Enfin, la « femme rivale » est possiblement la représentation sociale qui, de nos jours, suscite le plus de réactions parmi les masculinistes. Pour certains d’entre eux, la différence mais surtout les forces et les qualités insoupçonnées de cette femme alimentent leur ressentiment, sinon leur peur. Pour d’autres, le refus de partager des territoires que les hommes occupaient en exclusivité dans le passé de même que l’anxiété causée par les changements induits par la mixité sociale et la mutation des mentalités, des rôles, en particulier parentaux, et plus globalement des modes relationnels, des modes d’être ensemble, sont à l’origine de la pérennité d’une vision binaire et antagoniste des rapports de sexe. Plusieurs Québécoises se sont ainsi vu traitées au cours des dernières années de « vaginocrates », de « terroristes familiales », de « féminazies » ou encore de « féministes intégristes », c’est-à-dire de « croyantes qui refuseraient toute évolution ».

Le point le plus alarmant toutefois est que le recours à de tels épithètes, aussi grossiers, revanchards ou isolés soient-ils, relève de la pure fiction et ne sert qu’à frapper l’imaginaire collectif pour tenter de discréditer l’ensemble du discours et des pratiques du mouvement des femmes. Car, si les appellations « féministes intégristes », « vaginocrates » ou encore « ayatollettes des délirants départements d’études féministes » sont différentes de celles de « féministes radicales, frustrées, moches » ou « mal baisées » des décennies précédentes, elles renvoient cependant toujours à un supposé terrorisme idéologique qui serait exercé par les féministes ou à une « hypothétique » guerre des sexes ou à une conspiration des mères qui, jusqu’à preuve du contraire, n’ont jamais été au programme des féministes québécoises.

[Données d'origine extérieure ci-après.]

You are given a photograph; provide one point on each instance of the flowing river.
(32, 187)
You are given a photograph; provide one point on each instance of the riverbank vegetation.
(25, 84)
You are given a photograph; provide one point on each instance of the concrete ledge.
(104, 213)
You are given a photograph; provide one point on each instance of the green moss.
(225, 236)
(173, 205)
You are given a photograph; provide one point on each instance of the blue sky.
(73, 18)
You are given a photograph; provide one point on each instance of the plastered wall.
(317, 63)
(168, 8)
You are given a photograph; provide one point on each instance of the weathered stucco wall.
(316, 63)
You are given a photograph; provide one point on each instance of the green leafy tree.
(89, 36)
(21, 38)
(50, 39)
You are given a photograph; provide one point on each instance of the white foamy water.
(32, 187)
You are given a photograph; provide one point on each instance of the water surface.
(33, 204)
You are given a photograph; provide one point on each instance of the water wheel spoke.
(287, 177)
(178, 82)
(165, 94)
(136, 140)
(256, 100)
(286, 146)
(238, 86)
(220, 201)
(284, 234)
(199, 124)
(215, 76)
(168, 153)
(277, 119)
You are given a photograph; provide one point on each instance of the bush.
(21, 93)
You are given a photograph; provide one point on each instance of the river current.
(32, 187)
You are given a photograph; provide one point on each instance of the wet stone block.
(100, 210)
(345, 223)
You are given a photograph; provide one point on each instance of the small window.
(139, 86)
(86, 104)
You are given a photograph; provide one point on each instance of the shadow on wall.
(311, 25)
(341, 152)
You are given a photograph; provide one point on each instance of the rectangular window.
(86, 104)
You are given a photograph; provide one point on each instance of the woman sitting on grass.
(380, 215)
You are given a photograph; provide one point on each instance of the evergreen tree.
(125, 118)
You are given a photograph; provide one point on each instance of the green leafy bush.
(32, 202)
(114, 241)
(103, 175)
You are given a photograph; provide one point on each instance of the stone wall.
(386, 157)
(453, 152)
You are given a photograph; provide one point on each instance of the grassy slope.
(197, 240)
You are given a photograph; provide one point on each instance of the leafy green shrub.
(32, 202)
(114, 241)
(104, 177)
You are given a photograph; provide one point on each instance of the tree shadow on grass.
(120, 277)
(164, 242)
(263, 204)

De toute évidence, les temps et les discours ont changé. Les jours où les grands penseurs de l’humanité, à l’instar de l’auteur de La pornocratie ou les femmes dans les temps modernes, Joseph Proudhon (1875), pouvaient ouvertement déclarer en toute impunité, sans même entacher leur réputation d’hommes progressistes ou d’humanistes, qu’une « femme qui exerce son intelligence devient laide, folle et guenon »; ces jours-là sont bel et bien révolus dans la société québécoise. Cependant, la complaisance actuelle des médias à l’égard de ceux et celles qui, prétendant dénoncer la menace qui pèse sur les droits des hommes et leur masculinité et rendent les femmes et le féminisme responsables des maux de société me laisse dubitative quant à la disparition complète de telles représentations, tout comme m’inquiète la prolifération de sites Web qui font la preuve que l’antiféminisme virulent trouve encore des lieux pour s’exprimer, même au Québec (Bouchard, Boily et Proulx 2003).

L’héritage actuel des archétypes traditionnels

L’antiféminisme « ordinaire »

Il n’est pas de mon propos de revenir sur les diverses interventions sexistes et machistes qui prennent la lutte des femmes québécoises et surtout leurs avancées récentes comme cibles, ni sur les réels dangers que font peser sur les droits des femmes la prolifération et la propagation fulgurantes des conservatismes politiques et des intégrismes religieux. Je ne ferai pas écho non plus aux déclarations intempestives de certains masculinistes antiféministes, membres de groupuscules de défense des droits des hommes ou des pères divorcés, qui se posent en victimes des avancées « indues » des femmes, pourfendent le féminisme pour la perte de leurs privilèges masculins et évoquent l’existence d’un complot féminin/féministe qui, comme le rappelle Christine Bard (1999 : 317), « fait peu de cas de l’histoire et des réalités présentes ». Il m’apparaît, en effet, plus pertinent de débusquer les principaux modes sous lesquels s’expriment aujourd’hui l’antiféminisme dans une société comme celle du Québec lorsqu’il est plus discret et lorsqu’il se déguise en discours égalitariste ou de rectitude politique. Je crains, en effet, que cet antiféminisme « ordinaire », justement parce qu’il est plus subtil, moins explicite et moins agressant, ne soit plus efficace que les déclarations virulentes de certains hommes désorientés par la mouvance actuelle qui refusent de considérer comme privilégiée la position qui leur a traditionnellement été accordée dans les sociétés patriarcales.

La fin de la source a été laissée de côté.